I’m doing some optimization into an application that uses Riak Core, GenStage, and Phoenix PubSub. I’ve set up a load test that takes the application near the pod restart limit (using Kubernetes) and notice a large quantity of busy_dist_port
.
After some search, I found the +zdbbl
flag in Erlang page with the default value of 1024
. Notice that on Riak KV performance page, their default for Distribution Buffer is 32MB, so I’ve updated mine to 32 MB, and 99.9% of the monitor messages related to the busy_dist_port
are gone.
The monitor logs that remains are the following:
[info] monitor busy_dist_port <0.7799.0> [{initial_call,{'Elixir.GenStage',init,1}},{almost_current_function,{ets,match,2}},{message_queue_len,0}] {#Port<0.364>,unknown}
Where the almost_current_function
can have different values:
- {almost_current_function,{ets,match,2}}
- {almost_current_function,{erts_internal,dsend_continue_trap,1}}
- {almost_current_function,{ets,lookup_element,3}}
- {almost_current_function,{erlang,bif_return_trap,2}}
- {almost_current_function,{pg2,'-group_members/1-lc$^0/1-0-',1}}
Which I think is related to too much load, and probably nothing I can do.
The other one is for
[info] monitor large_heap <0.4933.0> [{name,'Elixir.pubsub_name.Adapter'},{initial_call,{'Elixir.Phoenix.PubSub.PG2',init,1}},{almost_current_function,{erlang,bif_return_trap,2}},{message_queue_len,771}]
With also similar different values in almost_current_function
.
- {gen_server,handle_msg,6}
- {'Elixir.Phoenix.PubSub',local_broadcast,4}
- {erlang,bif_return_trap,2}
- {ets,lookup_element,3}
Is there some recommendation in optimization that can be done that I’m missing?
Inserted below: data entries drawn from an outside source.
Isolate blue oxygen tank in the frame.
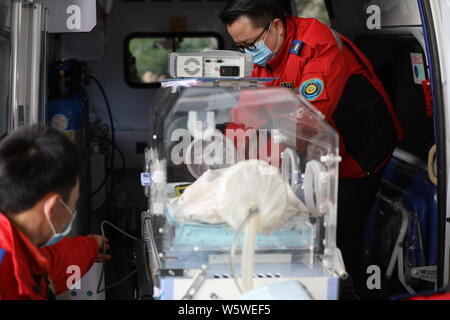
[47,60,88,145]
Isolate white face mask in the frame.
[42,199,77,247]
[245,23,280,67]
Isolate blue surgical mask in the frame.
[245,24,279,67]
[42,199,77,247]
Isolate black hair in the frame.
[219,0,286,28]
[0,125,81,214]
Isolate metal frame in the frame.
[8,0,47,131]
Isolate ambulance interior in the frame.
[0,0,445,299]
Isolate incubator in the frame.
[141,79,346,299]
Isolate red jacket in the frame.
[0,213,99,300]
[253,16,403,178]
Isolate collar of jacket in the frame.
[0,213,48,296]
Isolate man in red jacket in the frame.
[0,126,111,300]
[220,0,403,298]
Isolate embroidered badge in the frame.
[280,82,294,89]
[300,78,323,101]
[291,40,303,56]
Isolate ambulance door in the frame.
[419,0,450,287]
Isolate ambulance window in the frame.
[125,33,223,88]
[0,1,11,136]
[293,0,331,26]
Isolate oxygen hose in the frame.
[428,145,438,185]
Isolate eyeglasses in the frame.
[232,22,272,53]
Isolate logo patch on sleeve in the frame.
[280,82,294,89]
[291,40,303,56]
[299,78,324,101]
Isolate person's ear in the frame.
[43,193,61,221]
These should be the standard monitor messages when the server in under extreme load, right?
EDIT: The pool_size
used for PubSub in this project was set to 10
for a 2.5 core machine (2500m) when the documentation of PubSub recommends 1 partition per 4 cores. Change to a proper number (1) the large_heap
monitor logs produced disappeared.